The Small Molecule Skeletal Sarcomere Activator, CK-2017357, is a Calcium Sensitizer that Binds Selectively to the Fast Skeletal Troponin Complex

Striated muscle contraction is governed by the release of Ca2+ from the sarcoplasmic reticulum via the sarcomeric calcium sensor, the troponin complex. A trimer consisting of troponins T, I, and C, the complex undergoes calcium-dependent conformational changes that regulate the accessibility of myosin binding sites along actin filaments. We used a high throughput screen to identify compounds that activate the ATPase activity of skinned fast skeletal myofibrils; optimization of the initial hit compounds has resulted in compounds with improved potency and medicinal chemical properties.

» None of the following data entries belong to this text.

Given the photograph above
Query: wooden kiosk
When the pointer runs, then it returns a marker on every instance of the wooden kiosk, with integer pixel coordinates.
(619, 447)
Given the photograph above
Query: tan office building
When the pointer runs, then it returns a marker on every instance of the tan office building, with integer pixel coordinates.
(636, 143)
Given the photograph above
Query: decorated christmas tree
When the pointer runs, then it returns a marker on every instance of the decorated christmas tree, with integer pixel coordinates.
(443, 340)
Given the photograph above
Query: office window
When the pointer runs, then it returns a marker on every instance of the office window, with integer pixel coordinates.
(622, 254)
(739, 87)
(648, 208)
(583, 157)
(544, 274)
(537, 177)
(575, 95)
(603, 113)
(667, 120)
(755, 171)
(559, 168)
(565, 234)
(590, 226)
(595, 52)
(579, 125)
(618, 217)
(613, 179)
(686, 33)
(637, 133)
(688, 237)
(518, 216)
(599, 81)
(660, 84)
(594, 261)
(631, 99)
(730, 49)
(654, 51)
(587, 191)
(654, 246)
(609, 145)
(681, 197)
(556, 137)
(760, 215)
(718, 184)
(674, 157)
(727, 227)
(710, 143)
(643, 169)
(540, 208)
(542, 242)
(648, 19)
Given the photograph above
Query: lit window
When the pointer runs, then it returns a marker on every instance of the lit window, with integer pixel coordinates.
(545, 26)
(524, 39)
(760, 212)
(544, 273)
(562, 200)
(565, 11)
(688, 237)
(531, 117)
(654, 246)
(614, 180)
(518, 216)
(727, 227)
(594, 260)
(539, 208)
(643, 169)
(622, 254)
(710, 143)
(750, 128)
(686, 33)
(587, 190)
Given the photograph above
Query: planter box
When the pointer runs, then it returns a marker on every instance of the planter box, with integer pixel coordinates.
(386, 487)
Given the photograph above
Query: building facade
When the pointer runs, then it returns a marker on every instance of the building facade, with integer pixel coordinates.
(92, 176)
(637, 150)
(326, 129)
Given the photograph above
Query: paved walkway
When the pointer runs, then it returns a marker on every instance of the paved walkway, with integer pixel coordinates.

The most advanced exemplar of this chemical series, CK-2017357, shifts the calcium sensitivity of detergent-skinned fast skeletal myofibrils by >10-fold in a concentration dependent manner. This compound specifically activates fast skeletal myofibrils, with no effect on either slow skeletal or cardiac myofibrils. A reconstituted sarcomere assay using combinations of fast skeletal, slow skeletal, and cardiac components demonstrates that the activity of CK-2017357 requires the presence of fast skeletal troponin. Isothermal titration calorimetry indicates the compound binds directly to fast skeletal troponin with a sub-micromolar dissociation constant, while experiments with the fluorescent calcium chelator Quin-2 demonstrate that CK-2017357 slows calcium dissociation from troponin. Consistent with this ability to stabilize the calcium-troponin complex, CK-2017357 increases sub-maximal force development in vitro and in vivo, suggesting this mechanism may increase power or strength in diseases where muscle function is compromised due to injury, disease or age.